I recently attended the Atheist Society‘s AGM. It was good to see a strong turnout and some real enthusiasm. Although perhaps not as high as in previous years and with only one contested position, it was never the less good to see that there are plenty of people in the society who want to make it a great year.

Congratulations to James Gupta who was elected President, Will, the new Vice President, Monique, the new Secretary, Amy, the new Treasurer and Hugh, the new Generic Committee Member.

General election

Sunday, May 16th, 2010 | Religion & Politics, Thoughts

I have to say, the general election was rubbish.

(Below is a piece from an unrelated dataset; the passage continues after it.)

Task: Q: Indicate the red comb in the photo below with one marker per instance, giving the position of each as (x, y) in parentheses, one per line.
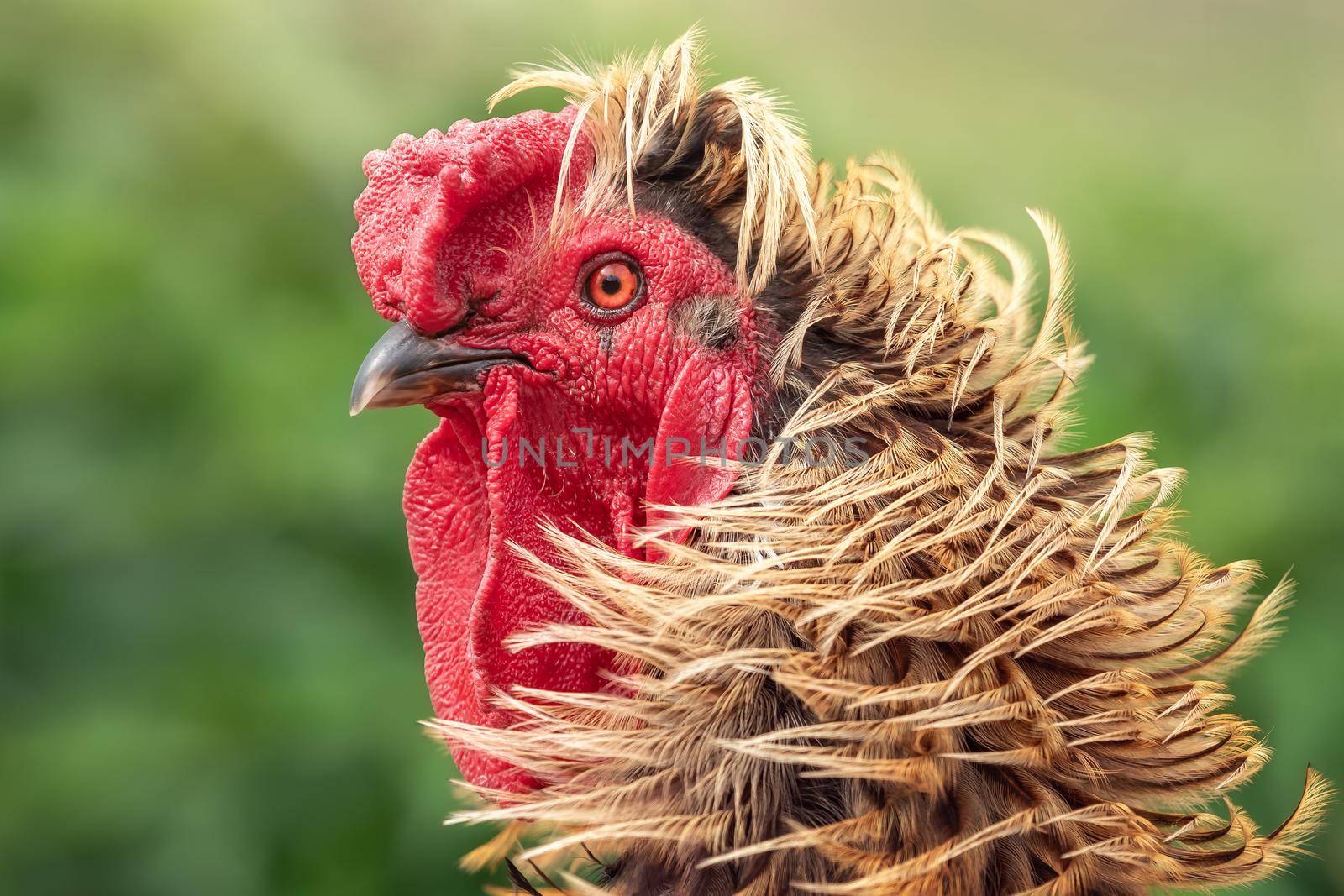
(423, 188)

I had to queue for 40 minutes to vote. I actually really regret that now, as much as you should participate in democracy, no metric when you think about it would actually have been worth a whole 40 minutes of my precious time given that Hilary Benn was always going to win the seat for Labour once again.

But yes, that footage of everyone queuing outside Trinity Church in Leeds, that was me. Well, that footage wasn’t me, I did it earlier in the day, but much like everyone else I went at first (around 6pm) and saw how long the queue was so I thought I would come back two hours later when the queue had died down only to find it had gotten even longer.

The error in my logic was thinking that most people didn’t live in the city centre and so would be voting at around 6pm as they got the bus home from work, passing through town of course. It was only later I realised how silly this was – obviously if they were bussing it home to somewhere else, they would be in a different constituency.

In my defense though, having looked at the queue I believe most people would have thought the same thing – it was full of shabby looking poor lower-working class people so my instant reaction was that they obviously couldn’t afford to live in the city centre and must just be voting here and then going back to whichever slum they live in. I still think this is probably the case and just the Leeds Central constituency stretches father than I realise.

And then after all that, I stay up all night to watch the election and we don’t even get a real result.

I think the biggest argument for our current electoral system is that if we switched to proportional representation, most election nights would be such a massive anti-climax. I stayed up until about 5:30 because all the interesting results – the Leeds ones for me obviously, Brighton Pier, Barking, Buckingham and Oxford West took absolutely ages to declare.

Indeed the only one I managed to catch while in some state of consciousness was when Oxford West was announced, only to find out that very disappointing Dr Evan Harris had lost his seat. And thus was the death of science and evidence based policy in the House of Commons.

What a massive disappointment all round really.